La seule existence de propos injurieux et calomnieux sur Facebook ne suffit pas à justifier le licenciement d’un salarié. Il faut également prouver que ceux-ci ont été tenus dans un cadre public, donc démontrer que les paramètres de confidentialité du compte Facebook de l’employé ont été inadéquats pour prétendre au caractère de correspondance privée. C’est en tout cas l’arrêt qu’a rendu la cour d’appel de Rouen le 15 novembre.

Le site Legalis rapporte les faits. Une femme, employée par la société Vaubadis, a conversé sur le réseau social avec cinq autres employés. Les discussions, assez virulentes, ont porté notamment sur leur hiérarchie et leur entreprise. L’arrêt précise qu’elles se sont déroulées « en dehors du temps et du lieu de travail, et en usant de moyens techniques dont il n’est pas allégué qu’ils auraient été mis à leur disposition par l’employeur« .

À la surprise de la salariée, la teneur des échanges parvient aux oreilles de la direction. Celle-ci prend alors la décision de renvoyer l’employée pour faute grave. À titre de preuve, l’entreprise fournit une copie de la page Facebook litigieuse, sans toutefois préciser dans quelles conditions celle-ci a été obtenue.
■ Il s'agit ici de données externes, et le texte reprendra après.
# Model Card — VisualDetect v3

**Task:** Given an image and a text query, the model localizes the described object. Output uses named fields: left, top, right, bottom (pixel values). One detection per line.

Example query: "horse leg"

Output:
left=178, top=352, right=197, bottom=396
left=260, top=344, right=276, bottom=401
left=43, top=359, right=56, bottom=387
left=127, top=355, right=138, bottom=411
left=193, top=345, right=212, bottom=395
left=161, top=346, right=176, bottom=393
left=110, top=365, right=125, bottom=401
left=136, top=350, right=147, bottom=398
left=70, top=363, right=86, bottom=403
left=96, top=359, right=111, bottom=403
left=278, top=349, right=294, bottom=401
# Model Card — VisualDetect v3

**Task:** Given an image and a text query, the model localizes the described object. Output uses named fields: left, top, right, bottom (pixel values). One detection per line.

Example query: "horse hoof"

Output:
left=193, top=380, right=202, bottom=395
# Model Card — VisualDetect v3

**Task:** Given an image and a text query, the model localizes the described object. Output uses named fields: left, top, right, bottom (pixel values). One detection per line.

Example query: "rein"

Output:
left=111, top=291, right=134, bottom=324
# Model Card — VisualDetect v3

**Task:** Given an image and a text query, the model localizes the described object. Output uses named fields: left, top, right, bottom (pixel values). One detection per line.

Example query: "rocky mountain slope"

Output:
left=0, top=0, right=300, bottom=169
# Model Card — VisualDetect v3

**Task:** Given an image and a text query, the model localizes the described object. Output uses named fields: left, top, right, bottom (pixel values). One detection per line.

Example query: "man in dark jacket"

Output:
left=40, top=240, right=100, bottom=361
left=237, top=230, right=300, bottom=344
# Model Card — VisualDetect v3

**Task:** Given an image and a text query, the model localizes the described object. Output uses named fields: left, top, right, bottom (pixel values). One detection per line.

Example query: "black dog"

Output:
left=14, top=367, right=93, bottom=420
Le conseil de prud’hommes considère que la faute grave est constituée et que le licenciement est fondé.

Mais pour la cour d’appel de Rouen, un point essentiel a été omis. « Il ne peut être affirmé de manière absolue que la jurisprudence actuelle nie à Facebook le caractère d’espace privée, alors que ce réseau peut constituer soit un espace privé, soit un espace public, en fonction des paramétrages effectués par son utilisateur« . Et aucun élément ne permet de connaître les réglages du compte Facebook de la salariée.

Pour les juges, l’existence d’un tel paramétrage n’apparaît pas dans les documents fournis par l’entreprise et « ne peut davantage être déduite de la manière dont l’employeur a pris connaissance des propos échangés, ce dernier n’ayant pas précisé les conditions dans lesquelles il s’en était procuré la reproduction, de telle sorte qu’il ne peut être exclu qu’elle provienne de l’une des personnes ayant seules participé aux échanges« .

La cour d’appel de Rouen a donc renversé le jugement prononcé par le conseil des prud’hommes.